[NvTiler::Composite] ERROR: 349; NvBufSurfTransformComposite failed(-2)

Please provide complete information as applicable to your setup.

• Hardware Platform (Jetson / GPU) Jetson Xavier NX
• DeepStream Version 5.0
• JetPack Version (valid for Jetson only) R32 Revision: 5.0 GCID: 25531747 Board: t186ref
• TensorRT Version 7.1.3 + CUDA 10.2
• Issue Type( questions, new requirements, bugs) bugs/errors regarding NvBufSurfTransformComposite and gst-resource-error-quark
• How to reproduce the issue ? (This is for bugs. Including which sample app is using, the configuration files content, the command line used and other details for reproducing) please see below
• Requirement details( This is for new requirement. Including the module name-for which plugin or for which sample application, the function description) please see below

My app is based on deepstream_test_3.py (python version using RTSP stream).
Please see below for the order of execution within the code. At the end, we call tiler_sink_pad_buffer_probe which I also handle other logics depending on the object we see.

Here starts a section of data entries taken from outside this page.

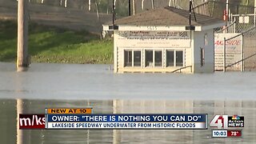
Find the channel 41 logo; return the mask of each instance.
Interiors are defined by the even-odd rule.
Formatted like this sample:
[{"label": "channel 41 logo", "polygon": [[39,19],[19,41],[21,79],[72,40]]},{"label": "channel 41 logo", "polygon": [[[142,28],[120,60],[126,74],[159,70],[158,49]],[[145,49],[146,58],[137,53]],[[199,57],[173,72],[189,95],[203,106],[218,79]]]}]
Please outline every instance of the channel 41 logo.
[{"label": "channel 41 logo", "polygon": [[210,122],[210,127],[227,129],[228,127],[244,127],[244,116],[215,115]]}]

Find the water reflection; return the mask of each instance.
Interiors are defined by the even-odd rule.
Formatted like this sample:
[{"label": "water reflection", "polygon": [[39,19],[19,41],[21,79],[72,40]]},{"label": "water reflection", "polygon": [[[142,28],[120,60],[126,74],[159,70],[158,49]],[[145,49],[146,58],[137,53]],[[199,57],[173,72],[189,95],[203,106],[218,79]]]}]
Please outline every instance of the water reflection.
[{"label": "water reflection", "polygon": [[[1,143],[253,143],[256,101],[243,100],[36,100],[0,99]],[[17,130],[17,114],[44,114],[46,107],[88,107],[94,113],[202,113],[245,116],[242,138],[212,138],[196,130]],[[17,136],[17,137],[16,137]]]}]

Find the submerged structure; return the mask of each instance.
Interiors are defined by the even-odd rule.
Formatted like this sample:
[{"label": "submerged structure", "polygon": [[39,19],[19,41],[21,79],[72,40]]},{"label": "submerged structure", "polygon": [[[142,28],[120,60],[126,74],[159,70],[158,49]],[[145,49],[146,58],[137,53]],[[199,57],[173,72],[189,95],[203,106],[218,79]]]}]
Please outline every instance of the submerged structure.
[{"label": "submerged structure", "polygon": [[225,24],[168,6],[104,24],[103,30],[114,30],[115,73],[212,73],[214,29]]}]

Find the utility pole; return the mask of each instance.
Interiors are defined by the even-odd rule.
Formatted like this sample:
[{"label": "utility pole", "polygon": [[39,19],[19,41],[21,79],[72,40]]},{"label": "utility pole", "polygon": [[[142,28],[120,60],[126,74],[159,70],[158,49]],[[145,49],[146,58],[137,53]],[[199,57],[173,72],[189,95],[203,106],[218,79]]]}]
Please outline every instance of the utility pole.
[{"label": "utility pole", "polygon": [[154,9],[154,0],[151,0],[151,6],[152,6],[152,9]]},{"label": "utility pole", "polygon": [[128,1],[128,15],[130,16],[130,0]]},{"label": "utility pole", "polygon": [[18,1],[17,71],[29,66],[28,58],[28,0]]},{"label": "utility pole", "polygon": [[255,26],[256,23],[256,0],[254,0],[254,26]]},{"label": "utility pole", "polygon": [[133,0],[133,14],[135,15],[135,0]]}]

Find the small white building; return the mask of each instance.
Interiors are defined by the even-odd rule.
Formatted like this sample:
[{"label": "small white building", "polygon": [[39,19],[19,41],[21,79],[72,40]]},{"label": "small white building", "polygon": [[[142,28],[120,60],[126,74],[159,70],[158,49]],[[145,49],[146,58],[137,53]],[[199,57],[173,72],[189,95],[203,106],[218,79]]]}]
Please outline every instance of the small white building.
[{"label": "small white building", "polygon": [[114,30],[114,70],[124,72],[212,73],[214,29],[220,19],[174,7],[148,10],[103,25]]}]

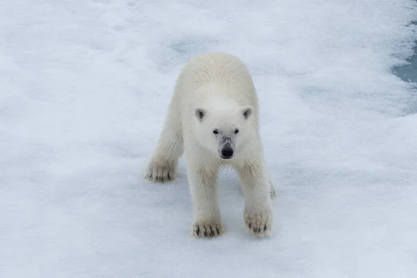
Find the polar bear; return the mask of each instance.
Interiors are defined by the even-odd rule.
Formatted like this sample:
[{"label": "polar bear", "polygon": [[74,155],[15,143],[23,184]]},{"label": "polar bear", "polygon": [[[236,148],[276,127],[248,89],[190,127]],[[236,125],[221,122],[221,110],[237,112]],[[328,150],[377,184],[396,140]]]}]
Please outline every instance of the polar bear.
[{"label": "polar bear", "polygon": [[156,182],[172,180],[185,150],[195,237],[212,238],[224,231],[217,196],[218,172],[223,166],[231,167],[239,175],[246,227],[255,236],[270,234],[270,199],[275,191],[265,166],[259,125],[256,92],[239,58],[212,52],[186,64],[145,178]]}]

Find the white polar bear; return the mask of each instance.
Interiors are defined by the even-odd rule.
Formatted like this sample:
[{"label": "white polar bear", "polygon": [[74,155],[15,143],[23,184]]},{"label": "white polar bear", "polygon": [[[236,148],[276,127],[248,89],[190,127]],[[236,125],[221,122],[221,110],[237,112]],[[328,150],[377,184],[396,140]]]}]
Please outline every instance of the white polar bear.
[{"label": "white polar bear", "polygon": [[214,237],[224,229],[217,196],[218,172],[229,165],[245,195],[244,220],[254,234],[270,234],[275,191],[263,158],[258,97],[246,66],[234,56],[209,53],[192,58],[179,74],[146,179],[174,179],[185,149],[194,206],[193,234]]}]

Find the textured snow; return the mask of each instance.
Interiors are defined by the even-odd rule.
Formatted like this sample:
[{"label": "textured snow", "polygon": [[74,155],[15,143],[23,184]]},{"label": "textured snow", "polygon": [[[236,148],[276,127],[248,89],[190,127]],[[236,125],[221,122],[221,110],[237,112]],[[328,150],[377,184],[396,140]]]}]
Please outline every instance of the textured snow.
[{"label": "textured snow", "polygon": [[[393,74],[411,0],[0,1],[0,277],[417,277],[416,89]],[[188,236],[174,183],[141,171],[175,79],[221,50],[253,74],[274,234]]]}]

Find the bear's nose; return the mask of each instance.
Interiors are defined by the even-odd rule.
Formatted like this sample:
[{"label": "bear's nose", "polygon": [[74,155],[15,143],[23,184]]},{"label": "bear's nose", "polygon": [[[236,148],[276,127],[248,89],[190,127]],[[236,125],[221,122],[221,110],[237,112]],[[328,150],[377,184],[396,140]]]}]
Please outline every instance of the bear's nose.
[{"label": "bear's nose", "polygon": [[226,146],[222,149],[222,158],[230,158],[233,156],[233,149],[230,147]]}]

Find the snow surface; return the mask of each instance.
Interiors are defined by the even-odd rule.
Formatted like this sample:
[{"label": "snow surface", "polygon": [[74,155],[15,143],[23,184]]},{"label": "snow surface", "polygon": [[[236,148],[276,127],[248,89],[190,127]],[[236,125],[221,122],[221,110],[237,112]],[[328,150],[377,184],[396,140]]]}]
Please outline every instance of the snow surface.
[{"label": "snow surface", "polygon": [[[411,0],[1,0],[0,277],[416,277],[417,102],[392,74]],[[188,237],[175,183],[141,179],[193,56],[238,56],[279,192],[274,234]]]}]

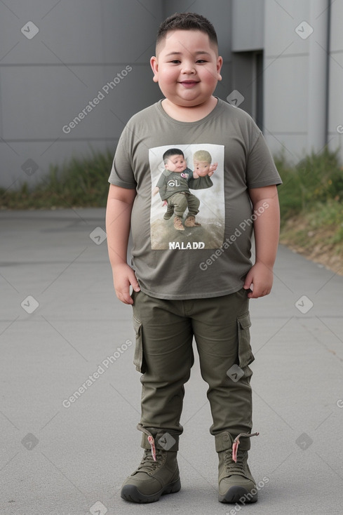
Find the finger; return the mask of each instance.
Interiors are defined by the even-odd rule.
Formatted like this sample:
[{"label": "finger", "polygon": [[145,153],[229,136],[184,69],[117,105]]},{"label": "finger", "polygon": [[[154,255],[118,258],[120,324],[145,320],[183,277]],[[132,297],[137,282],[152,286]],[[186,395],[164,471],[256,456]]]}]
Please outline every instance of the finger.
[{"label": "finger", "polygon": [[124,290],[123,291],[116,292],[116,296],[123,304],[133,304],[133,300],[130,295],[130,290]]}]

When i start the app, it works fine. Randomly, it stops working, and when that happened, I took a look at the log, and this is what I found -

[2021-03-09T16:46:58.328-08:00][INFO]-[NvTiler::Composite] ERROR: 349; NvBufSurfTransformComposite failed(-2)
[2021-03-09T16:46:58.328-08:00][ERROR]-SYNC_IOC_FENCE_INFO ioctl failed with 9
[2021-03-09T16:46:58.334-08:00][ERROR]-SYNC_IOC_FENCE_INFO ioctl failed with 9
[2021-03-09T16:46:58.334-08:00][ERROR]-SYNC_IOC_FENCE_INFO ioctl failed with 9

Then immediately after (sometime before - not sure if this is related to the above) -

[2021-03-09T16:46:58.392-08:00][ERROR]-bus_call.py:37,Error: gst-resource-error-quark: GstNvTiler:
FATAL ERROR; NvTiler::Composite failed (1): /dvs/git/dirty/git-master_linux/deepstream/sdk/src/gst-plugins/gst-nvtiler/gstnvtiler.cpp(657): gst_nvmultistreamtiler_transform (): /GstPipeline:pipeline0/GstNvMultiStreamTiler:nvtiler

When I just turn off the app and turn it back on, it starts to work fine about a day or so. After that this error pops back and causes the app to freeze. I tested to check if camera has any issues, but I saw that I was able to still stream from the RTSP source.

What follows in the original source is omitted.